Phecodes in UK biobank

We computed phecodes for a cohort of 408,595 individuals of White British ancestry with high-quality genetic data in the UK Biobank (UKB). We used ICD codes and genotyped derived data from open-access UK Biobank data. UK Biobank received ethical approval from the NHS National Research Ethics Service North West (11/NW/0382). The present analyses were conducted under UK Biobank data application number 24460.

We excluded samples which were flagged by the UK Biobank quality control documentation (Resource 531) as (1) “het.missing.outliers”, (2) “putative.sex.chromosome.aneuploidy”, (3) “excess.relatives”, (4) “excluded.from.kinship.inference”, (5) the reported gender (“Submitted.Gender”) did not match the inferred sex (“Inferred.Gender”), (6) withdrew from the UKB study and (7) were not included in the phased and imputed genotype data of chromosomes 1–22, and X (“in.Phasing.Input.chr1_22 and in.Phasing.Input.chrX”). Furthermore, we reduced the data to samples of White British ancestry (see UK Biobank Resource 531, “in.white.British.ancestry.subset”). We used the PheWAS R package to aggregate the ICD9 and ICD10 codes into phecode traits, requiring one inclusion code for case definitions.

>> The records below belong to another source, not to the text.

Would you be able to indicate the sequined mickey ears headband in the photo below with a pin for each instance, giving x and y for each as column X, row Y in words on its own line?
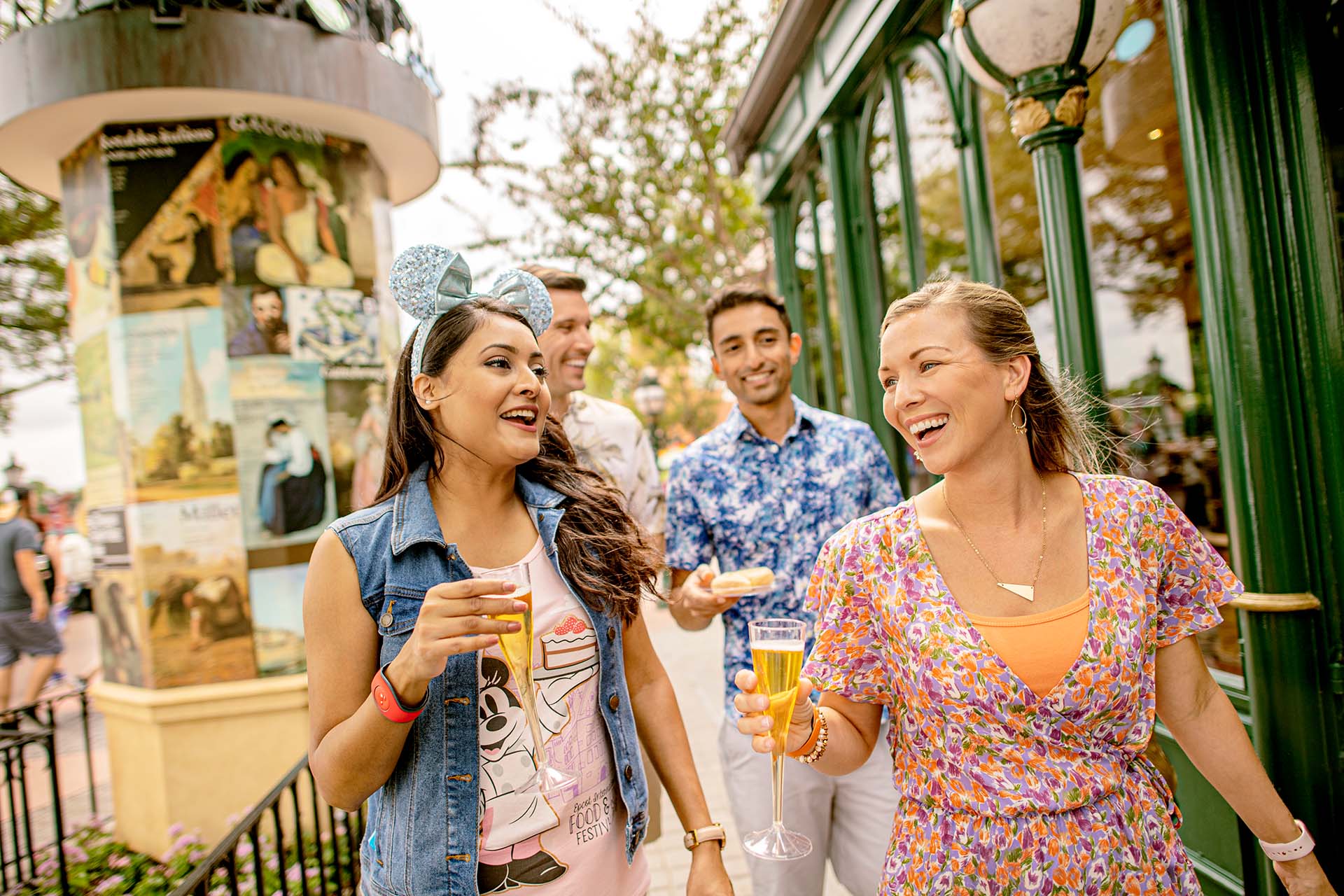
column 428, row 281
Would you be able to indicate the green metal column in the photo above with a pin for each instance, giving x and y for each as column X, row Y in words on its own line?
column 783, row 232
column 857, row 262
column 1270, row 288
column 977, row 194
column 1068, row 250
column 911, row 229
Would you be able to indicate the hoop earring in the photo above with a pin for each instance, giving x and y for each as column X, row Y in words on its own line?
column 1021, row 429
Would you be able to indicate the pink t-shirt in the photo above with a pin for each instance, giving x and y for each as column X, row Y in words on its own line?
column 571, row 844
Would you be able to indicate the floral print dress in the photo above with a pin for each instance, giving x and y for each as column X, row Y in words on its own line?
column 1006, row 790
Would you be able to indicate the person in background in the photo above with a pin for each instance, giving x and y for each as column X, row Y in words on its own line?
column 606, row 437
column 24, row 602
column 766, row 488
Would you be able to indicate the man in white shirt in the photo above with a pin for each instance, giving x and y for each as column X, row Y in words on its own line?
column 606, row 437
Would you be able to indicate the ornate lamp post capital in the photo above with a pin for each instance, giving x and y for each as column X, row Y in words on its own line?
column 1041, row 61
column 651, row 400
column 1040, row 54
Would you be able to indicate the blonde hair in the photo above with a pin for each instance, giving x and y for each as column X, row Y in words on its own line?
column 1063, row 434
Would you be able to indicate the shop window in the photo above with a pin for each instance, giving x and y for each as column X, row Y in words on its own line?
column 1147, row 293
column 885, row 176
column 830, row 293
column 933, row 159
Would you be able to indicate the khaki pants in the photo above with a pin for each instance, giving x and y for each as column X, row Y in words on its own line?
column 848, row 820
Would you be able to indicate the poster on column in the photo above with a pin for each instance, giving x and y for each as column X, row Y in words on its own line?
column 166, row 183
column 296, row 206
column 254, row 321
column 106, row 457
column 194, row 577
column 121, row 626
column 92, row 281
column 356, row 421
column 277, row 598
column 172, row 394
column 284, row 457
column 336, row 327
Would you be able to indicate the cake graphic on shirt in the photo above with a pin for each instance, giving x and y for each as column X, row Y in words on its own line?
column 570, row 644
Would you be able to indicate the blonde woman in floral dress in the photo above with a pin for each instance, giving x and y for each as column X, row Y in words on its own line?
column 1026, row 622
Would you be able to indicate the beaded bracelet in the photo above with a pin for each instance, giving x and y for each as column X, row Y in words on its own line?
column 822, row 741
column 812, row 739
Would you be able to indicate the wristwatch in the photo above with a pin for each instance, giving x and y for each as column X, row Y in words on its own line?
column 714, row 830
column 387, row 701
column 1288, row 852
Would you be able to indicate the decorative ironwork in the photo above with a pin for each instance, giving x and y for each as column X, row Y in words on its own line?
column 1072, row 108
column 1028, row 115
column 299, row 840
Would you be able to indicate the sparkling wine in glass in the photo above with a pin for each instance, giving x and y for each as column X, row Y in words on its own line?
column 777, row 657
column 517, row 648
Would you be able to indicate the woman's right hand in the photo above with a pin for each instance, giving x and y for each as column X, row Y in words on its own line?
column 456, row 617
column 757, row 724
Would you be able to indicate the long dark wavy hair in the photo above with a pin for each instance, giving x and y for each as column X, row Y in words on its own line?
column 604, row 554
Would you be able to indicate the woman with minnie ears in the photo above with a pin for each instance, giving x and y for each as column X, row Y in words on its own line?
column 409, row 708
column 1026, row 621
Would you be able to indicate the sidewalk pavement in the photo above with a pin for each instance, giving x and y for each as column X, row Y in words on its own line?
column 694, row 662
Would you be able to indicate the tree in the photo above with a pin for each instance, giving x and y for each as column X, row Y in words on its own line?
column 638, row 197
column 33, row 311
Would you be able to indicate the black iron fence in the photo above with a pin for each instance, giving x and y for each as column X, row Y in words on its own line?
column 30, row 825
column 288, row 855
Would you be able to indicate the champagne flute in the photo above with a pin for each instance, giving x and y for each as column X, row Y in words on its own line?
column 517, row 648
column 777, row 657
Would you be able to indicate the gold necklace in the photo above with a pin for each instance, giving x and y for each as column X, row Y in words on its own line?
column 1026, row 592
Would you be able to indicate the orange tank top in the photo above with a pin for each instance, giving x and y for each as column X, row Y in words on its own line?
column 1040, row 648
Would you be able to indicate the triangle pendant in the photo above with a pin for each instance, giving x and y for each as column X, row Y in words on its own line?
column 1025, row 592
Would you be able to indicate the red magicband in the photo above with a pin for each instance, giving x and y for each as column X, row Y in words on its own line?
column 391, row 706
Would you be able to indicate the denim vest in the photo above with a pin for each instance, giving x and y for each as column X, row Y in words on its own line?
column 424, row 822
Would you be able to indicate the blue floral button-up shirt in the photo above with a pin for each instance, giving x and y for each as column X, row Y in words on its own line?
column 755, row 503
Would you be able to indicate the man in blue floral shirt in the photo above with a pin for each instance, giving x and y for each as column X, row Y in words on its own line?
column 768, row 486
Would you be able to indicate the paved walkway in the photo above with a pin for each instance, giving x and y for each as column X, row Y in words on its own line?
column 694, row 662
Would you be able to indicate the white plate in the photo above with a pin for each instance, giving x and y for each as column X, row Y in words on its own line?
column 745, row 590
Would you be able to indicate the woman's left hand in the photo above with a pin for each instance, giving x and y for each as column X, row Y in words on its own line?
column 1304, row 878
column 708, row 876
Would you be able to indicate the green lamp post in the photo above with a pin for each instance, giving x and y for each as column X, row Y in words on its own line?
column 1040, row 52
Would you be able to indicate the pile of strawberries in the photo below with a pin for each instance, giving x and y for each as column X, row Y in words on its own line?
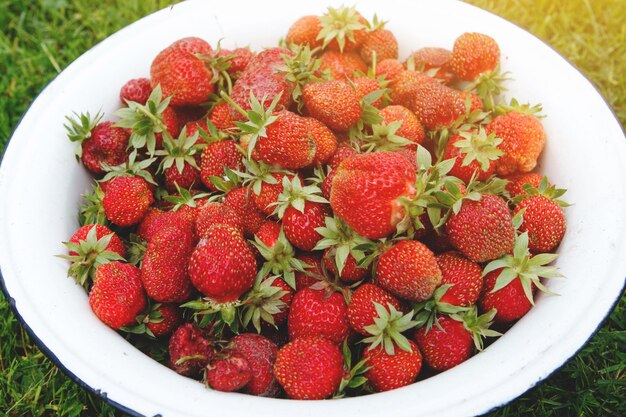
column 317, row 219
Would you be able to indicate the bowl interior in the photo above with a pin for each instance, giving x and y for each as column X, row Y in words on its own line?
column 583, row 137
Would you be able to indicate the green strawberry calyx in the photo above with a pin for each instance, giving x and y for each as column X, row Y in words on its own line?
column 525, row 267
column 388, row 327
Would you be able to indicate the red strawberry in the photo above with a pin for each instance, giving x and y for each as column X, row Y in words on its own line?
column 215, row 158
column 361, row 309
column 182, row 74
column 523, row 138
column 482, row 230
column 98, row 142
column 333, row 103
column 366, row 190
column 391, row 371
column 325, row 140
column 170, row 318
column 465, row 277
column 446, row 346
column 428, row 58
column 117, row 295
column 409, row 270
column 309, row 368
column 304, row 31
column 474, row 54
column 380, row 42
column 222, row 267
column 137, row 90
column 126, row 200
column 342, row 65
column 212, row 214
column 238, row 199
column 189, row 350
column 318, row 313
column 164, row 270
column 228, row 372
column 544, row 221
column 260, row 352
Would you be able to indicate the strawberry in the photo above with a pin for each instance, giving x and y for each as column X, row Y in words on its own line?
column 222, row 267
column 333, row 103
column 465, row 277
column 523, row 138
column 117, row 296
column 342, row 65
column 367, row 189
column 238, row 199
column 181, row 74
column 390, row 371
column 215, row 158
column 516, row 183
column 482, row 230
column 126, row 200
column 445, row 345
column 228, row 372
column 168, row 318
column 342, row 29
column 164, row 270
column 410, row 127
column 476, row 153
column 474, row 54
column 544, row 221
column 98, row 142
column 408, row 270
column 189, row 350
column 89, row 247
column 304, row 31
column 361, row 308
column 137, row 89
column 381, row 43
column 309, row 368
column 426, row 59
column 325, row 140
column 316, row 313
column 260, row 352
column 212, row 214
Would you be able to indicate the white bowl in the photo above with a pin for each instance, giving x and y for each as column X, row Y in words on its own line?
column 40, row 185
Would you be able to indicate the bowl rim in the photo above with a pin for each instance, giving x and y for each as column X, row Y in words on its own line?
column 103, row 395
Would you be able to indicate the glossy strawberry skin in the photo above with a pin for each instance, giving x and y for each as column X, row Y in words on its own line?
column 408, row 270
column 182, row 74
column 300, row 227
column 164, row 270
column 314, row 313
column 309, row 368
column 482, row 230
column 333, row 102
column 510, row 301
column 465, row 277
column 447, row 348
column 544, row 221
column 126, row 200
column 188, row 340
column 366, row 191
column 389, row 372
column 222, row 267
column 137, row 90
column 227, row 374
column 117, row 295
column 107, row 144
column 260, row 352
column 361, row 309
column 215, row 157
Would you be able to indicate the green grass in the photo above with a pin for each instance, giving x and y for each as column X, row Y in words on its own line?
column 40, row 38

Published: January 31, 2023

Data and code availability

The individual level genetic and clinical MGI data reported in this study cannot be deposited in a public repository because of patient confidentiality. Summary statistics of Genome-Wide Association Studies reported in this study can be viewed through an interactive pheweb website (https://pheweb.org/MGI/) that requires registration with a gmail e-mail address and acknowledgment that users will not (i) attempt to scrape genetic data from the pheweb website, (ii) attempt to identify or contact individuals upon whom these analyses are based, (iii) use the summary statistics contained on the website for commercial use. Summary statistics can be requested for download by emailing a completed Data Use Agreement form available at https://precisionhealth.umich.edu/our-research/documents-for-researchers/ to phdatahelp@umich.edu.

This paper does not report original code. DOIs for pre-existing code and external data sources used in this paper are listed in the key resources table.